Nous attendons la suite de ces travaux, qui devraient aussi mener à une meilleure compréhension des mécanismes mis en jeu dans la réponse. 
 
Notes : 
 
1) Ces options ont notamment été relatées notamment dans le podcast du Pr F Bartolomei du 28 avril 2022 ((temps 13:08 & 23:20) et au colloque de la FFRE pour les 30 ans de recherche sur l’épilepsie
 
2) L'ElectroEncéphaloGraphie (EEG) permet d'enregistrer l'activité électrique spontanée des neurones du cerveau. 
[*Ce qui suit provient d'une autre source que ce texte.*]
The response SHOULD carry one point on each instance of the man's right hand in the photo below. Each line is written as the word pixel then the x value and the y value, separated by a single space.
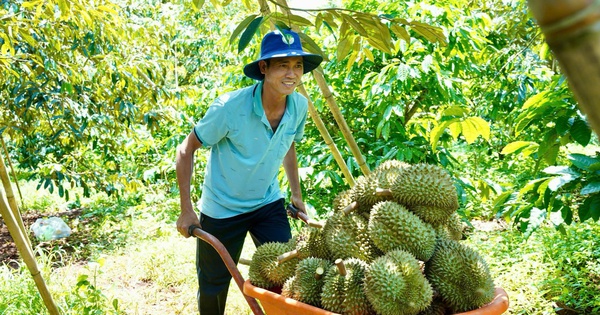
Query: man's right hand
pixel 186 219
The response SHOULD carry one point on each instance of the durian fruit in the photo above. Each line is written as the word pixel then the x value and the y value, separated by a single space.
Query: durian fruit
pixel 426 185
pixel 388 171
pixel 310 242
pixel 437 307
pixel 364 194
pixel 347 236
pixel 289 288
pixel 436 216
pixel 341 201
pixel 343 288
pixel 392 226
pixel 395 285
pixel 460 275
pixel 451 229
pixel 309 280
pixel 265 265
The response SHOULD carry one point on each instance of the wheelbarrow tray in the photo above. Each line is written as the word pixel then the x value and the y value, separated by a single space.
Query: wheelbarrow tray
pixel 276 304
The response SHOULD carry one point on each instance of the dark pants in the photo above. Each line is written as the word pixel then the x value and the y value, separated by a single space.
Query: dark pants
pixel 266 224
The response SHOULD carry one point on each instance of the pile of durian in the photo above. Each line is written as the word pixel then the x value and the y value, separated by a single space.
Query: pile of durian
pixel 391 247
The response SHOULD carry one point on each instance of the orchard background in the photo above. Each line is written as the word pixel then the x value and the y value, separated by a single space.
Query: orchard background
pixel 96 95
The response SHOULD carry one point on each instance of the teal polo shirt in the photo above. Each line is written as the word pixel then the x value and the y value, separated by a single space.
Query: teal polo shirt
pixel 245 153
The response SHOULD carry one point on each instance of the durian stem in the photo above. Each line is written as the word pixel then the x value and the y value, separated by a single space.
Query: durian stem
pixel 341 267
pixel 351 207
pixel 319 273
pixel 383 192
pixel 315 224
pixel 287 256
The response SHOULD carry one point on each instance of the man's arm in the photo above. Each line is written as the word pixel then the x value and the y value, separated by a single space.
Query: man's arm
pixel 184 166
pixel 290 165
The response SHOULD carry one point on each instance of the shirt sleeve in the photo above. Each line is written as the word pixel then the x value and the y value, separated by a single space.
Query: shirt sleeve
pixel 214 125
pixel 302 114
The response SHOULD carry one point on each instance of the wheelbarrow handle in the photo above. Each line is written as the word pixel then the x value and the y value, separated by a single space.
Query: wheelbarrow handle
pixel 197 231
pixel 297 214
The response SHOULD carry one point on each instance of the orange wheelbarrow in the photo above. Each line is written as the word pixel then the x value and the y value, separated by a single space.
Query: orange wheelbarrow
pixel 276 304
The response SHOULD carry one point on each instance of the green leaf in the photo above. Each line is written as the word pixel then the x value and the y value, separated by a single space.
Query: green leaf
pixel 582 161
pixel 355 24
pixel 344 47
pixel 536 100
pixel 401 32
pixel 437 132
pixel 291 19
pixel 561 170
pixel 557 182
pixel 516 146
pixel 431 33
pixel 469 131
pixel 482 126
pixel 563 125
pixel 591 188
pixel 455 111
pixel 552 154
pixel 310 45
pixel 198 4
pixel 581 132
pixel 536 218
pixel 590 208
pixel 249 33
pixel 241 27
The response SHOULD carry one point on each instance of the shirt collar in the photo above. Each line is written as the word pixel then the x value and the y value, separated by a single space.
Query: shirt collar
pixel 257 102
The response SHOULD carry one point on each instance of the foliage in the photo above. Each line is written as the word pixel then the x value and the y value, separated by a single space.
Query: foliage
pixel 546 272
pixel 105 91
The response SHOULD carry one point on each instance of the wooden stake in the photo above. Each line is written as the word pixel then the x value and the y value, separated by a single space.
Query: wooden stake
pixel 12 169
pixel 26 253
pixel 327 137
pixel 571 29
pixel 12 202
pixel 244 261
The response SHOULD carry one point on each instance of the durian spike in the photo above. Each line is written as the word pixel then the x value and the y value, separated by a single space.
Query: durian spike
pixel 315 224
pixel 287 256
pixel 319 273
pixel 302 216
pixel 341 267
pixel 351 207
pixel 383 192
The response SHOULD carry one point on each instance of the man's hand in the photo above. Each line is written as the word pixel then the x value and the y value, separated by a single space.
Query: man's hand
pixel 186 219
pixel 299 204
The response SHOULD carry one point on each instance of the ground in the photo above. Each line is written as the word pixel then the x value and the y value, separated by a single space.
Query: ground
pixel 8 250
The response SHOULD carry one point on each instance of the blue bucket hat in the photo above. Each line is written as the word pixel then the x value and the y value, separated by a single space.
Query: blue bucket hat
pixel 277 44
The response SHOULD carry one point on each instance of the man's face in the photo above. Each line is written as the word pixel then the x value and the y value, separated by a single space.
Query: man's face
pixel 282 74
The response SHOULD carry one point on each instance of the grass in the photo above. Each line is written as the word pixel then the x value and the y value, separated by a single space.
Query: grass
pixel 125 257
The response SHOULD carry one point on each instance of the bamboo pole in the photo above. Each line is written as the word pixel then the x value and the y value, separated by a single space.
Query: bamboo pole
pixel 327 138
pixel 335 110
pixel 26 253
pixel 12 169
pixel 314 114
pixel 339 118
pixel 572 30
pixel 12 202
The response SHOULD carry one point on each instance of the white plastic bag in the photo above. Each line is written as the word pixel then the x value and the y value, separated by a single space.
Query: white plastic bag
pixel 51 228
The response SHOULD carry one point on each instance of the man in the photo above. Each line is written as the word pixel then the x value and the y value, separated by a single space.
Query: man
pixel 250 133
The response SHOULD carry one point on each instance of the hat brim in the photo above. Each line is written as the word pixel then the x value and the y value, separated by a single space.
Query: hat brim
pixel 311 62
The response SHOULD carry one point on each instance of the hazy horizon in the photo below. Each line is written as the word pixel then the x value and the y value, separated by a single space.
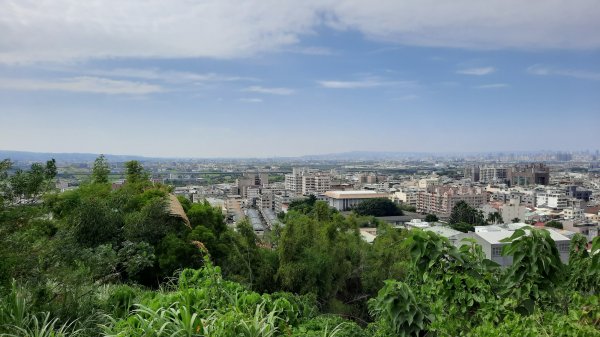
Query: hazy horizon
pixel 280 78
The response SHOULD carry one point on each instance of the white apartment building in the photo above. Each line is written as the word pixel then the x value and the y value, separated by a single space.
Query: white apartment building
pixel 407 196
pixel 345 200
pixel 440 200
pixel 573 213
pixel 552 199
pixel 489 174
pixel 303 182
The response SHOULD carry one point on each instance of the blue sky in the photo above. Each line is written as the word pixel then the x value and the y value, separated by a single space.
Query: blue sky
pixel 278 78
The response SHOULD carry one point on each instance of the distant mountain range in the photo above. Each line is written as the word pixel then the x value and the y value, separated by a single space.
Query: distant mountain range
pixel 67 157
pixel 342 156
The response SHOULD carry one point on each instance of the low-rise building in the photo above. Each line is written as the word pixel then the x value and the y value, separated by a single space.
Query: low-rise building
pixel 346 200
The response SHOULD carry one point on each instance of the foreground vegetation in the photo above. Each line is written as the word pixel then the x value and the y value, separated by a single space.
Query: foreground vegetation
pixel 125 262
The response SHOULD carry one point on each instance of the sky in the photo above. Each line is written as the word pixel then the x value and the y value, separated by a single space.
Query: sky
pixel 221 78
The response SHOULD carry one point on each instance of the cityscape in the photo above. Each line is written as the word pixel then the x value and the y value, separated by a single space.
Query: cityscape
pixel 317 168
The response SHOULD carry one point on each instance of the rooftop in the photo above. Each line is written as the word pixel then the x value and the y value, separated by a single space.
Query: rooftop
pixel 361 194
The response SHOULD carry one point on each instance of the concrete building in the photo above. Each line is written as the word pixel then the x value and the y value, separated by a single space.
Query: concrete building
pixel 265 200
pixel 573 191
pixel 552 199
pixel 346 200
pixel 492 247
pixel 573 213
pixel 304 182
pixel 492 174
pixel 472 172
pixel 406 196
pixel 513 210
pixel 526 175
pixel 441 199
pixel 251 180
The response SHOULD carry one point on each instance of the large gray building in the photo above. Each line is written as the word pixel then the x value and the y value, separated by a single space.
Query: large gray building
pixel 491 244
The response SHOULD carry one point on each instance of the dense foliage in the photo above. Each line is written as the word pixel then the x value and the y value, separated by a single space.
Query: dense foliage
pixel 98 261
pixel 377 207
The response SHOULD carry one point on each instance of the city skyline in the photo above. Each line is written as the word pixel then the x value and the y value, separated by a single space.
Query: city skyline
pixel 269 79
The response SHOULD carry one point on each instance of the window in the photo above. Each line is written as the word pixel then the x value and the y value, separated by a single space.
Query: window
pixel 563 247
pixel 496 251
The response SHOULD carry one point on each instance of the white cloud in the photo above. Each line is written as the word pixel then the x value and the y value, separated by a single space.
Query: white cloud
pixel 492 86
pixel 251 100
pixel 549 71
pixel 369 82
pixel 477 71
pixel 82 84
pixel 408 97
pixel 166 76
pixel 63 30
pixel 271 91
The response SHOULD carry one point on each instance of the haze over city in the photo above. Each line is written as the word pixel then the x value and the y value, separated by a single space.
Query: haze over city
pixel 288 78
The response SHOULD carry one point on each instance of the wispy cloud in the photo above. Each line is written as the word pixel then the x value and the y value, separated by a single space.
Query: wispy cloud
pixel 313 50
pixel 166 76
pixel 251 100
pixel 83 84
pixel 224 29
pixel 409 97
pixel 476 71
pixel 549 71
pixel 270 91
pixel 492 86
pixel 364 83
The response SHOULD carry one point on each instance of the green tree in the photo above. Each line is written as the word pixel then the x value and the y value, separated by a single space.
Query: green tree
pixel 100 170
pixel 377 207
pixel 463 227
pixel 134 172
pixel 463 212
pixel 495 218
pixel 50 171
pixel 554 224
pixel 431 218
pixel 536 266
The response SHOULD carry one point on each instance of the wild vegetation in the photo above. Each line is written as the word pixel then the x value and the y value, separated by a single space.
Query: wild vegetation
pixel 124 262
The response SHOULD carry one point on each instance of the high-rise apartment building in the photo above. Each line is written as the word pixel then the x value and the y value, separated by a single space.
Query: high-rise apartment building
pixel 304 182
pixel 440 200
pixel 531 174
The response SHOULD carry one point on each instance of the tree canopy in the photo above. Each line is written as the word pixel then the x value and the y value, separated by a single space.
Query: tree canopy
pixel 377 207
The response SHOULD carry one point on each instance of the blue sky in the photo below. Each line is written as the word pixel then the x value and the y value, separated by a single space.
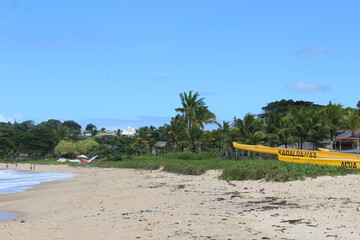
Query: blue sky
pixel 120 63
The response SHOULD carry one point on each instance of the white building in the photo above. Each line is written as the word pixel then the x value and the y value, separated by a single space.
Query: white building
pixel 128 132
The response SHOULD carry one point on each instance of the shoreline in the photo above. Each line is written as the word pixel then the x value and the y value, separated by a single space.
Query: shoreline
pixel 111 203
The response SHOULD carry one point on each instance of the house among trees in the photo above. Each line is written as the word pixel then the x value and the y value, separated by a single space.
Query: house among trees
pixel 128 132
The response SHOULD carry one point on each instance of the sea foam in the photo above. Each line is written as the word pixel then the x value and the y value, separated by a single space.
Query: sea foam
pixel 12 181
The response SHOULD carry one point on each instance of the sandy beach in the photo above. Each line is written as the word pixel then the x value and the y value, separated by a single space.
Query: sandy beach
pixel 137 204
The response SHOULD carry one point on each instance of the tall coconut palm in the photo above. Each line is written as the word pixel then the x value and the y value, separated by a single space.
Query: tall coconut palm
pixel 299 118
pixel 351 121
pixel 190 102
pixel 333 113
pixel 202 116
La SEEG utilise un « cadre de stéréotaxie », outil de longue date en neurochirurgie. Il a pour principe l’utilisation d’un espace de référence pour recaler en 3D chaque point du crâne du patient (voir Figure).
 
3) European Research Council: Galvani Project, ERC-SyG 2019, Grant Agreement No. 855109.
 
4) Changes in epileptogenicity biomarkers after stereotactic thermocoagulation. Par Margherita Contento, Francesca Pizzo, Víctor J López-Madrona, Stanislas Lagarde, Julia Makhalova, Agnès Trébuchon, Samuel Medina Villalon, Bernard Giusiano, Didier Scavarda, Romain Carron, Nicolas Roehri, Christian-George Bénar, Fabrice Bartolomei.  Epilepsia. 2021;62(9):2048–59. https:// DOI: 10.1111/epi.16989- Lien article
 
5) Un mois minimum chez les patients qui faisait avant l’intervention une crise tous les jours, 2 mois minimum chez les patients qui faisaient une crise toutes les semaines, et 6 mois minimum chez les patients qui faisaient des crises tous les mois.
 
Changes in local and network brain activity after stereotactic thermocoagulation in patients with drug-resistant epilepsy
Par Sara Simula, Elodie Garnier, Margherita Contento, Francesca Pizzo, Julia Makhalov, Stanislas Lagarde, Christian-George Bénar, Fabrice Bartolomei
Epilepsia. 2023;00:1–12. https://doi.org/10.1111/epi.17613
 
 
Figure tirée de la Figure 1 de l’article de Sara Simula et al. Epilepsia. 2023 : SEEG et lésions induites par la thermocoagulation
(A) Avant la thermocoagulation guidée par radiofréquence (RF-TC). 
A gauche : Modèle 3D du cerveau d'un patient reconstruit à partir de l'IRM et du CT-scan via le logiciel Gardel. Les électrodes SEEG sont représentées par les traits bleus segmentés. 
A droite : IRM du même sujet avec reconstruction des coordonnées des électrodes (points rouges). 
(B) Après RF- TC. Vue sagittale (à gauche) et axiale (à droite) de l'IRM acquise 48h après RF- TC. Les lésions créées par thermocoagulation sont visibles à l'intérieur des carrés jaunes.